What do dance and physics have in common? Many people would be baffled faced with that question. The most adventurous would probably answer with a perplexed face ‘gravity?’. If then one specifies ‘particle physics’, many would seriously consider that they have been made fun of. This is exactly at the centre of Gilles Jobin’s Quantum (2013) presented here in Berlin during Tanz in August. Initiated by a residency at the Large Hadron Collider in Geneva, the work of the Swiss French artist is a choreographic introduction to the beauties and oddities of this microscopic world beyond the layman’s comprehension.

Since 2011 the CERN offers a residency programme to selected artists. During this period the artists are introduced to the various strands of research and can work in close contact with those researchers they find to be more attuned with. It must be fascinating to be able to take a tour of the 27 km circular tunnel that houses the accelerator, 100 m below ground between France and Switzerland. In the semi-darkness, researchers use this enormous tool to proof theories about matter and natural forces at the origin of our universe. This is also the impression Jobin, who worked there in 2012 and who is the only performance artist to have been invited up until now, wants to convey. Getting physical with physics it is not an easy task. The dance is mostly about what is invisible to the naked eyes: traces and trajectories, forces and particles. Only four headlights — an installation by the German artist Julius von Bismark — hine over the stage. The black interior of the theatre box is exposed giving an urban feeling very much attuned with the lights. Three couples unevenly lit shake vehemently on stage only to stop and embrace. Possibly, they imitate particles vibrating on a grid whose attraction then reaches a new equilibrium. The “Tron”/ “Star Trek” aesthetic — as in all sci-fi films they wear unitards — is only undermined by the lightly fluorescent and very Seventies zigzag pattern. The dancers then follow their spiral trajectories after having interacted at a distance. Mathematical beauty lies in the simplicity of the equation, but also in its visual symbols that Jobin’s dancers seem to spell with their bodies. Glimpses of matter and its mirror behaving antimatter are seen and so are the ever-growing staccato traces of sonar-like images. Still, at the end the only motion is that of the lights.

Most prominent throughout the dance are von Bismark’s lights, also a ‘creative collision’ produced while in residence at the CERN and which embody some characteristics of the law of gravitation. The other theory element of the dance, their varying circular motions are only twice synchronous and in a way they contributed to the impression of particles rushing by. Their movement is mesmerising and quite effective in producing trance like state in the audience. At times it felt stronger than the dancers’ presence.
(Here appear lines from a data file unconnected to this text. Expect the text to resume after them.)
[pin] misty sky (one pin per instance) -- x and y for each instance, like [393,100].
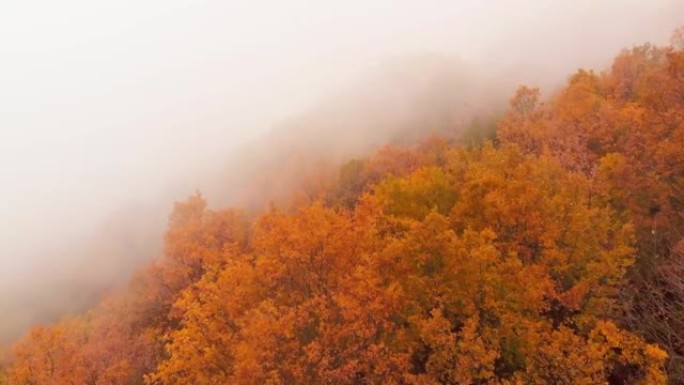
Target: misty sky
[107,102]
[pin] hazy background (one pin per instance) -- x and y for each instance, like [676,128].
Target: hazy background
[109,111]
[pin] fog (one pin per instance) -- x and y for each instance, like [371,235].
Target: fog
[110,111]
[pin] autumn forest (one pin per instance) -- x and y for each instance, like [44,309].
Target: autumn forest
[547,251]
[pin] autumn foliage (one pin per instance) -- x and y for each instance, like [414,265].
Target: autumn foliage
[552,255]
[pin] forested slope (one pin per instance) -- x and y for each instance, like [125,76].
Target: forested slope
[551,254]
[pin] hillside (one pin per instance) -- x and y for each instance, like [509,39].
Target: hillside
[550,254]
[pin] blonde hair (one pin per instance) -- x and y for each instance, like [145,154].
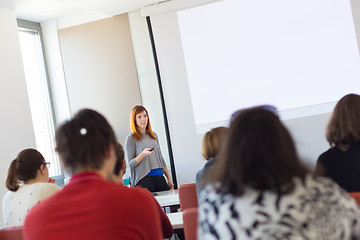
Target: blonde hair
[212,142]
[134,128]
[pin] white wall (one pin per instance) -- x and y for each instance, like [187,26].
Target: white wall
[56,72]
[16,126]
[100,71]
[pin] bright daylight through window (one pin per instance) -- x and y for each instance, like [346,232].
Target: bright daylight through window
[39,93]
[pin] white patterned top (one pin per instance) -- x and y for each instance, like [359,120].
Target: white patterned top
[17,204]
[317,209]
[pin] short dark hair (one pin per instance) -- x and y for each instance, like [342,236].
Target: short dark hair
[83,140]
[23,168]
[212,141]
[344,124]
[259,153]
[119,158]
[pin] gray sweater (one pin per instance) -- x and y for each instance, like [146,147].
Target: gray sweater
[152,161]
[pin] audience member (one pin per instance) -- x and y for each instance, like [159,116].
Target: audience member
[259,189]
[119,171]
[28,183]
[341,162]
[210,148]
[146,162]
[90,206]
[120,165]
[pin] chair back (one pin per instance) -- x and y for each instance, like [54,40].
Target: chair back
[190,218]
[356,196]
[13,233]
[187,196]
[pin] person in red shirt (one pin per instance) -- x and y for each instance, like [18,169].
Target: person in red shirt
[90,206]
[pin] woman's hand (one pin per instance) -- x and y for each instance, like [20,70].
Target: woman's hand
[51,180]
[171,184]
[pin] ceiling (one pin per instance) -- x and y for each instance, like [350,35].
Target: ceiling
[46,10]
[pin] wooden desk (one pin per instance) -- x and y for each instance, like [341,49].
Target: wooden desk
[176,220]
[168,198]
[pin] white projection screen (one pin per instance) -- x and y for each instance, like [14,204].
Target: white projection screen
[300,56]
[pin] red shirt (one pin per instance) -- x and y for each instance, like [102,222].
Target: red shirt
[89,207]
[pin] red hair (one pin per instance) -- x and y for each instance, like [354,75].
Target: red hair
[134,128]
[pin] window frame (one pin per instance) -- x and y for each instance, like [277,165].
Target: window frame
[34,26]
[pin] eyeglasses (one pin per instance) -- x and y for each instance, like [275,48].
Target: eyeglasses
[47,164]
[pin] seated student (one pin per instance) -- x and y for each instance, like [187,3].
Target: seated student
[120,165]
[259,189]
[210,149]
[341,162]
[90,206]
[31,171]
[119,171]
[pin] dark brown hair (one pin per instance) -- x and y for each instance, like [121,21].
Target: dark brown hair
[119,158]
[134,128]
[83,141]
[212,141]
[344,124]
[259,153]
[23,168]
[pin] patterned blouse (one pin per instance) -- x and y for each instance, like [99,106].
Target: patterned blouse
[317,209]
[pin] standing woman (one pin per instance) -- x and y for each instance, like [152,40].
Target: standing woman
[28,184]
[146,162]
[341,162]
[259,189]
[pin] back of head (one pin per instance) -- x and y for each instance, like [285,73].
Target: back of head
[23,168]
[212,142]
[83,141]
[259,153]
[344,125]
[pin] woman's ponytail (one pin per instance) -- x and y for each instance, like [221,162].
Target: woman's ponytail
[12,180]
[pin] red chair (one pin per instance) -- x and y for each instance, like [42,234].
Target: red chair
[13,233]
[190,218]
[187,196]
[356,196]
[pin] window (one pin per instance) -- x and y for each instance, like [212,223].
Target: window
[39,93]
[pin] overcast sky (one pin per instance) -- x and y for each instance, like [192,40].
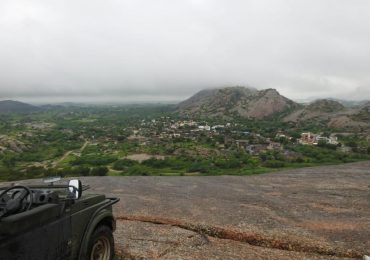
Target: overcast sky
[117,50]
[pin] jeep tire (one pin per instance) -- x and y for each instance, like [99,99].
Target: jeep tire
[101,244]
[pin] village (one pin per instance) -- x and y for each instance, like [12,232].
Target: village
[223,136]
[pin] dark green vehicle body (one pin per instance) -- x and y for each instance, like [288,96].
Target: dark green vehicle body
[58,229]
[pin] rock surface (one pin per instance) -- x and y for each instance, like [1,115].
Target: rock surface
[310,213]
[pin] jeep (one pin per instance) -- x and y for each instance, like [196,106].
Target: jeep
[53,221]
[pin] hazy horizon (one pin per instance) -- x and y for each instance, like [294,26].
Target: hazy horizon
[93,51]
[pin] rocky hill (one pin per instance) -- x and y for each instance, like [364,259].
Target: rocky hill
[236,101]
[10,106]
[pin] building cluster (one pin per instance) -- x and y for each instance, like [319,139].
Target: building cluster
[314,139]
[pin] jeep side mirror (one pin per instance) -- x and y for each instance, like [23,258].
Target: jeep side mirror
[75,187]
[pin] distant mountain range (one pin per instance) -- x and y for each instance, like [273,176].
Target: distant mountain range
[249,102]
[262,104]
[236,101]
[10,106]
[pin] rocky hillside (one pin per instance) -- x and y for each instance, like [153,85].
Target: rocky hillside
[236,101]
[10,106]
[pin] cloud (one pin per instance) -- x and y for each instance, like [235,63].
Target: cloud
[90,49]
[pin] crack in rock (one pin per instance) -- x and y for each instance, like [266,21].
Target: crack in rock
[252,238]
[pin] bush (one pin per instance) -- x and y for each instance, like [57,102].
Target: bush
[124,164]
[99,171]
[139,170]
[273,164]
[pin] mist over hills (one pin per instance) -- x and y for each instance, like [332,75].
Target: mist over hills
[10,106]
[236,101]
[248,102]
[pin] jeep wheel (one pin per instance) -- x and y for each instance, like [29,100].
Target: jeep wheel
[101,244]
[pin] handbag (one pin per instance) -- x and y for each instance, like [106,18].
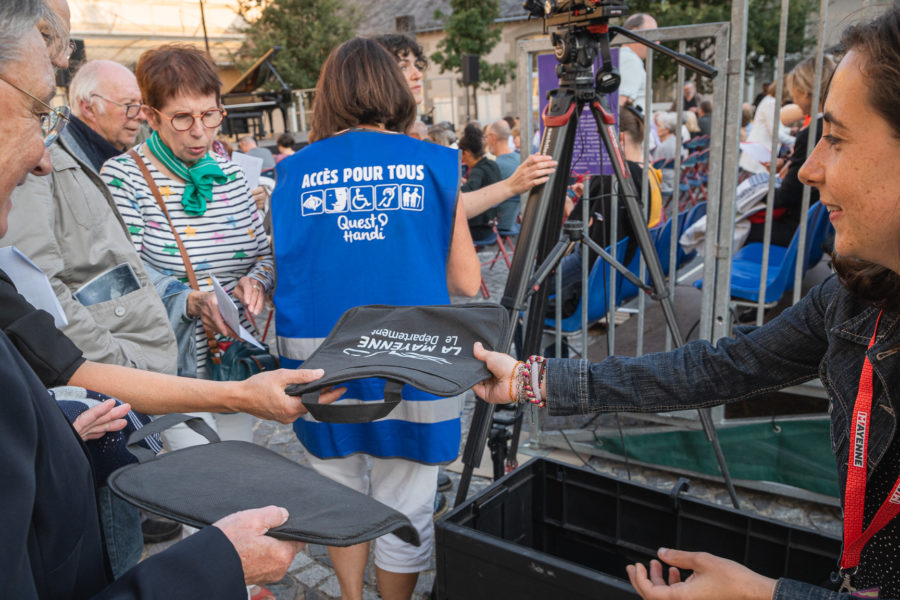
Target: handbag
[228,360]
[241,360]
[199,485]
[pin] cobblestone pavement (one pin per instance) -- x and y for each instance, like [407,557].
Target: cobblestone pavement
[311,576]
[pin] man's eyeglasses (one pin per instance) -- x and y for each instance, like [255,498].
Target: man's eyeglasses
[131,110]
[53,121]
[183,121]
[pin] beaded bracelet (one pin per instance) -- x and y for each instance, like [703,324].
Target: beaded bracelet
[532,376]
[512,378]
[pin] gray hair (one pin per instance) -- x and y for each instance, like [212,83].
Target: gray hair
[667,120]
[84,85]
[500,129]
[55,29]
[17,17]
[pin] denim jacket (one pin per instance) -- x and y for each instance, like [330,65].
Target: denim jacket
[825,334]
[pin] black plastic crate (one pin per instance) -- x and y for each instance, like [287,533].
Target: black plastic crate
[550,530]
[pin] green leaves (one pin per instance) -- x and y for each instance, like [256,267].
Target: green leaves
[306,30]
[470,29]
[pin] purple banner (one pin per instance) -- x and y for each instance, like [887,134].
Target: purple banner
[588,155]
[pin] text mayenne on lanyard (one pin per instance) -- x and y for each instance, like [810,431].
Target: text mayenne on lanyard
[855,492]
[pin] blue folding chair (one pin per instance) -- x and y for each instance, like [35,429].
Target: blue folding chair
[598,294]
[746,266]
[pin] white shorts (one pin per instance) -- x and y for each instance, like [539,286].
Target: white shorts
[406,486]
[232,426]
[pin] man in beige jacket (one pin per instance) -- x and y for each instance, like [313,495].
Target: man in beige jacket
[68,225]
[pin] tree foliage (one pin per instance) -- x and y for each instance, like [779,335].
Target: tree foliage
[763,21]
[306,30]
[470,29]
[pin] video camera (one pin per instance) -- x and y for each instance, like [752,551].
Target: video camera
[575,12]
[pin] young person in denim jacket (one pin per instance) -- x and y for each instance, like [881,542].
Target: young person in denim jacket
[830,333]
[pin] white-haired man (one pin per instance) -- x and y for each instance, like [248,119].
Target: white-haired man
[633,86]
[68,225]
[50,540]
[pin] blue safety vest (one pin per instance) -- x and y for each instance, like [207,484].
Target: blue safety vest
[365,217]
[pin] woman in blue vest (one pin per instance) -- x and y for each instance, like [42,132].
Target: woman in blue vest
[367,215]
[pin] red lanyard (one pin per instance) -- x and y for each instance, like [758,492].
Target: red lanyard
[855,493]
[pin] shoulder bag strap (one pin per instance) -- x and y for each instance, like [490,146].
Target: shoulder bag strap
[214,352]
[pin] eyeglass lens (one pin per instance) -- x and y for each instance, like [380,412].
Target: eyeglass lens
[211,118]
[132,110]
[52,124]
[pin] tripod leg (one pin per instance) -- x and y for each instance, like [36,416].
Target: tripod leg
[606,126]
[538,235]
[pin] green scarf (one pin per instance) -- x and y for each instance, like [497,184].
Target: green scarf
[199,177]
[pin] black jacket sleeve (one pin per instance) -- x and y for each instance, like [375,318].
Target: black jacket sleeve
[203,565]
[52,355]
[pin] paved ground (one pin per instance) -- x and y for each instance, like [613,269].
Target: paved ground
[311,576]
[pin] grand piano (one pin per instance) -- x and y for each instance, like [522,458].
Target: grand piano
[246,106]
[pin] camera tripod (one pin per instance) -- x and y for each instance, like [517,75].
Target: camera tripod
[581,39]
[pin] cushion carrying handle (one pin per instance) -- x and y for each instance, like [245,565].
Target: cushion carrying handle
[161,424]
[363,412]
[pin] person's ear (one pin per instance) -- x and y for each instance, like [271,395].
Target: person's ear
[150,116]
[88,110]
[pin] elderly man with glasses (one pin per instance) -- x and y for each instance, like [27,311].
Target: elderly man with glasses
[68,225]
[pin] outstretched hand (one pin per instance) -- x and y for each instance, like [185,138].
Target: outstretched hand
[263,559]
[99,420]
[713,578]
[536,170]
[263,394]
[496,389]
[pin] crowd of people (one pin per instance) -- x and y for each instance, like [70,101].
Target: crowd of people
[162,220]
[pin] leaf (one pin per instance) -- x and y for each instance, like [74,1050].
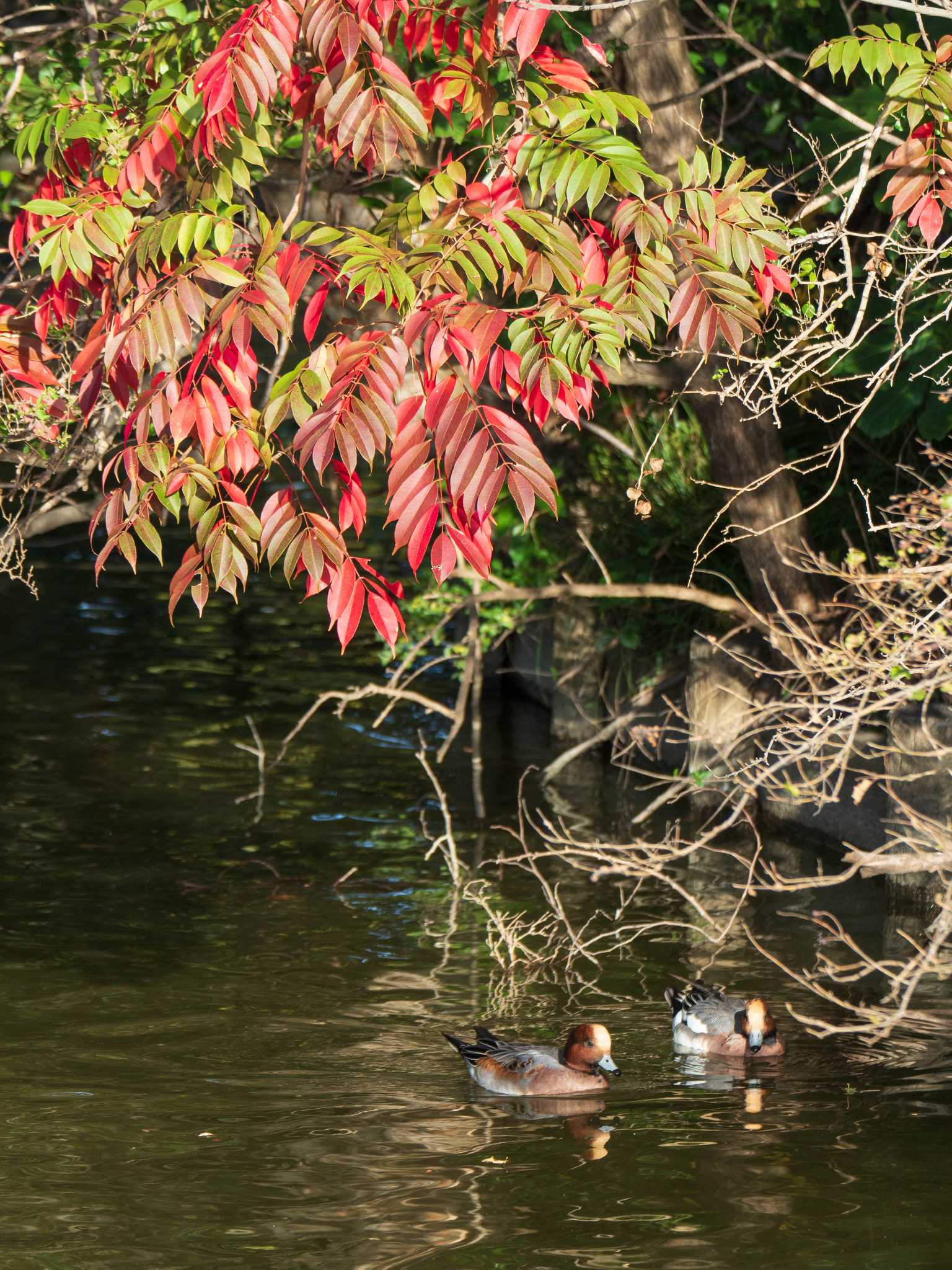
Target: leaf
[385,616]
[442,558]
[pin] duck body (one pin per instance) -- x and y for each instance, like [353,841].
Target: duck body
[523,1068]
[708,1021]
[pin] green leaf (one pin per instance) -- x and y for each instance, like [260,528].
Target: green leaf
[48,207]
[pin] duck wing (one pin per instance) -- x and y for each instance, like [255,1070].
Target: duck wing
[703,1010]
[512,1055]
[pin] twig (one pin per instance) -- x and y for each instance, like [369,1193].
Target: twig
[301,183]
[350,698]
[501,592]
[446,842]
[479,801]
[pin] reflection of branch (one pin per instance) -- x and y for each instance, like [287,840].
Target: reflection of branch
[503,593]
[611,729]
[446,842]
[258,751]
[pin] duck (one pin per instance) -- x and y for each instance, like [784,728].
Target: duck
[707,1021]
[524,1070]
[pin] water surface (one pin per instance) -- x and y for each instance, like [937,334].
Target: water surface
[214,1055]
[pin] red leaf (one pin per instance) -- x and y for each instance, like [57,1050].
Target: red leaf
[191,563]
[385,616]
[420,538]
[315,308]
[928,218]
[531,25]
[442,558]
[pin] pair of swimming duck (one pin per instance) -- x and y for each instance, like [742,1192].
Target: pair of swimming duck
[703,1021]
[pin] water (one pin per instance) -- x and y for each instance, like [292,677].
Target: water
[213,1055]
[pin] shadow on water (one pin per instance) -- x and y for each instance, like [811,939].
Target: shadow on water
[213,1055]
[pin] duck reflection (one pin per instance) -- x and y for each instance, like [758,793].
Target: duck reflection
[583,1119]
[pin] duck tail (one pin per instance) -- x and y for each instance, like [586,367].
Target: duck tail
[674,1000]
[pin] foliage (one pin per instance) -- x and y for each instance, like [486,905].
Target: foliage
[499,275]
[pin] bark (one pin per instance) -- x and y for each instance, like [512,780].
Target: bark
[769,522]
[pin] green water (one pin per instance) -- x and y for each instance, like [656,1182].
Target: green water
[209,1057]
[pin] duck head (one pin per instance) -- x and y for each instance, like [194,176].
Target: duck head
[588,1048]
[757,1024]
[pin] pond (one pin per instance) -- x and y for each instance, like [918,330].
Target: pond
[213,1054]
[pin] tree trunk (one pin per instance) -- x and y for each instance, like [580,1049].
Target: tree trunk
[746,454]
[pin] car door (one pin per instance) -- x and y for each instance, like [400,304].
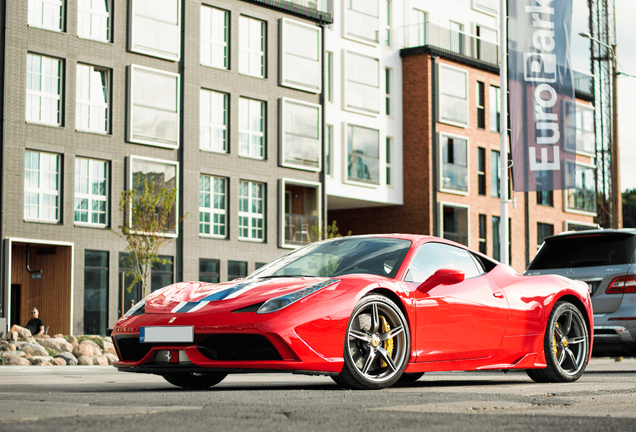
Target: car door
[465,320]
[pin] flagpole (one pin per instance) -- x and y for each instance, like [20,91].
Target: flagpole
[503,126]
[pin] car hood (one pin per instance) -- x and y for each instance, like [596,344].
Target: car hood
[184,297]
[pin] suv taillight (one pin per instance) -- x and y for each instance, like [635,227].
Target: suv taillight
[623,284]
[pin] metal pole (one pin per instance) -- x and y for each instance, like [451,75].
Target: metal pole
[503,125]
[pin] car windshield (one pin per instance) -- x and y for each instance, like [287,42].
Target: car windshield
[585,250]
[341,256]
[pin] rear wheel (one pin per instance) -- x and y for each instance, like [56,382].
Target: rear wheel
[566,346]
[377,345]
[192,380]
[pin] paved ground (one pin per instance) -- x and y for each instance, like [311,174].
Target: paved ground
[82,398]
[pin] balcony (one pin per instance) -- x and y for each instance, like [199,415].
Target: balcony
[451,41]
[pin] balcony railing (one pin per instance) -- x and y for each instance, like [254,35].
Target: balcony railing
[453,41]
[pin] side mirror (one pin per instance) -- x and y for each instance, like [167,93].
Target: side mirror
[442,277]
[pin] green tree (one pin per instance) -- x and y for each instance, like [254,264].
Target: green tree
[148,220]
[629,208]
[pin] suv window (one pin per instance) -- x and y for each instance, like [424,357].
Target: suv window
[431,257]
[585,250]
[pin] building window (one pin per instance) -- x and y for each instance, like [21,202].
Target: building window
[455,223]
[328,148]
[328,76]
[301,127]
[453,97]
[93,93]
[585,137]
[213,126]
[251,47]
[583,197]
[454,160]
[212,206]
[483,234]
[214,37]
[236,270]
[361,20]
[155,107]
[163,174]
[481,105]
[363,151]
[251,128]
[156,28]
[93,19]
[161,274]
[41,186]
[301,207]
[543,231]
[387,79]
[251,211]
[362,83]
[44,90]
[95,292]
[47,14]
[495,109]
[389,145]
[209,270]
[300,55]
[387,23]
[91,188]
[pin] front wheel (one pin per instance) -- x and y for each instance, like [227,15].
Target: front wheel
[566,346]
[195,380]
[377,345]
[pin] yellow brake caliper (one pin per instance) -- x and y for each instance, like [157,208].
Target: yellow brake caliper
[388,344]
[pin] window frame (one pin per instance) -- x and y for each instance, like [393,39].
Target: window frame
[92,197]
[281,226]
[132,47]
[211,41]
[283,80]
[282,128]
[213,127]
[88,102]
[441,135]
[440,75]
[129,185]
[249,215]
[131,104]
[109,38]
[41,94]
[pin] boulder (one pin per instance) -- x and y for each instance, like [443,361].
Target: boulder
[33,349]
[58,344]
[58,361]
[16,361]
[100,360]
[111,358]
[41,360]
[68,358]
[84,361]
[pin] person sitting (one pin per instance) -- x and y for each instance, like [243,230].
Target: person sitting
[35,325]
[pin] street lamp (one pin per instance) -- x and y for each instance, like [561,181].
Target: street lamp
[616,217]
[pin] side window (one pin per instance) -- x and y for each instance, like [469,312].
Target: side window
[431,257]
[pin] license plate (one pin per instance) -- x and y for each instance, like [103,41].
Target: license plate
[173,334]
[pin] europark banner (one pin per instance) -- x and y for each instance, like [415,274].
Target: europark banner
[542,106]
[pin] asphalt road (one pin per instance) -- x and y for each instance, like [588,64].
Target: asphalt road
[83,398]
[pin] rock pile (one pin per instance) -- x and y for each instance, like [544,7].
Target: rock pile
[58,350]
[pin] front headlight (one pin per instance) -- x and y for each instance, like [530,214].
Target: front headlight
[278,303]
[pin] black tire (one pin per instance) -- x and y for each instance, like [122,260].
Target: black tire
[377,345]
[410,377]
[566,346]
[195,380]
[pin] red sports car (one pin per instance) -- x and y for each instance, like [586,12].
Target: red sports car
[368,311]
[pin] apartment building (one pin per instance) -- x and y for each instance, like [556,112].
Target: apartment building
[450,151]
[217,98]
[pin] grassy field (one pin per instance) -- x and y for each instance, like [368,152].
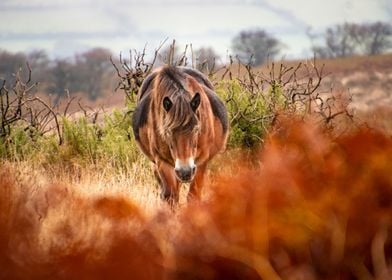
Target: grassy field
[294,197]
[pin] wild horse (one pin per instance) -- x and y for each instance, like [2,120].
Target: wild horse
[180,124]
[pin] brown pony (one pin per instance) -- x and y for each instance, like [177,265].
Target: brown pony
[180,124]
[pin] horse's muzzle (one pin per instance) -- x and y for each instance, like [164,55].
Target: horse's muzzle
[185,174]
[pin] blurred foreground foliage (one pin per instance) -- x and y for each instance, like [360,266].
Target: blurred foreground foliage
[318,207]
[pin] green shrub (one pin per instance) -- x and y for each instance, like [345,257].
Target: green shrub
[250,113]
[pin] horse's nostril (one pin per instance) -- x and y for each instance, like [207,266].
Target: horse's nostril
[184,174]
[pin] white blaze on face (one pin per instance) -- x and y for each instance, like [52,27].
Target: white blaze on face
[190,163]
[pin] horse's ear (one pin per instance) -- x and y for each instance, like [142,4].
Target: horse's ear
[195,102]
[167,104]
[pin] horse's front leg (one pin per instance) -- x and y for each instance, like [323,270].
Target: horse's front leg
[168,182]
[197,183]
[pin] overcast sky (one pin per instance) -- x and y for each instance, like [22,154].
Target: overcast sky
[63,27]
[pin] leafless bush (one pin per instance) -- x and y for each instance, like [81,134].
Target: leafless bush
[20,106]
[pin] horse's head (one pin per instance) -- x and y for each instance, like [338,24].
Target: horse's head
[181,124]
[181,133]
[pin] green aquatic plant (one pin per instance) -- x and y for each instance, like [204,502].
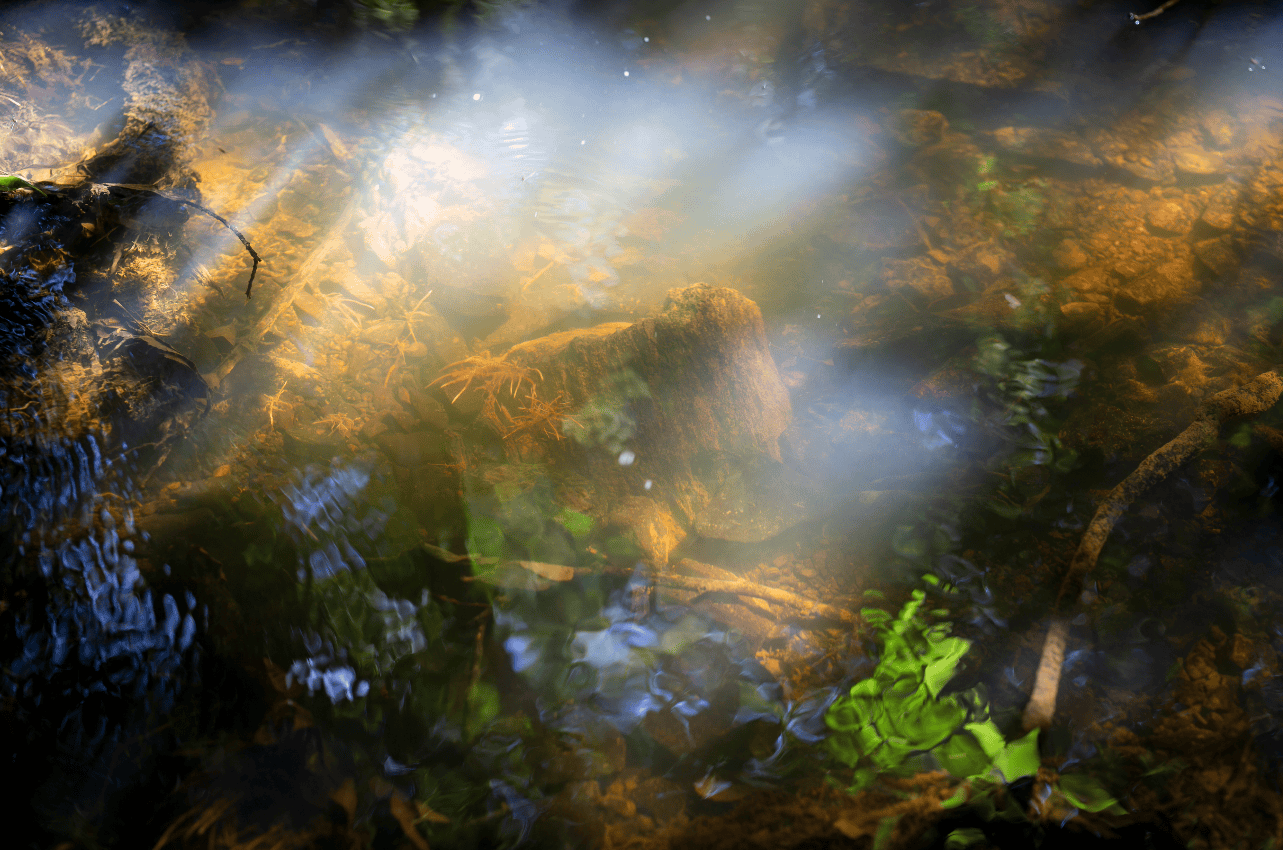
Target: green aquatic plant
[900,722]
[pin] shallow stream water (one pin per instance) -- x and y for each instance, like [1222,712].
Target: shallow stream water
[390,550]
The resulting uneven lighting contributed to the sensation of initial chaos but also mimicked the research situation at the CERN, where only parts of the tunnel are monitored leaving the rest in darkness. The soundscape by Carla Scaletti has been composed by analysing and transposing data from the accelerator. The cracking and squeaking of particles colliding and releasing energy transported the audience to the very origin of matter in its beautiful simplicity. Of the artists invited to Collide@CERN, Jobin had possibly the most difficult task, working with the human body. The body on stage is always narrative and it is hard to avoid this effect. It is very difficult to work with form trying to represent the formless, or pre-form. In Quantum the dancers somehow move scale, as they are alternatively particles, energies and traces left on the monitors. They create images of the particles' chaotic behaviours but also of their naturally occurring symmetries. Their vocabulary is a composite of ballet and modern techniques steps that favours lines over dynamics: the arms are often to the side, one arm bend, the other extended. In a way they allude to the CERN symbol (a circle with an extended line and standing for the form of the accelerator). The preferred legs movements are arabesques, alternated by walking, skipping and running.

Jobin’s mission in this work is to bring liveliness to the dryness of particles physics. Conveying the complexity of the particle world or even of the research work at CERN is nevertheless not an easy task and most of it unfortunately maintained its mysteriousness despite Jobin’s effort to recreate the fix number of variations of movements in a disordered but natural way. The work felt like an introduction to something, a preliminary presentation which could be further expanded. For this reason I looking forward to his new duo FORçA FORTE were possibly the material will be more accessible.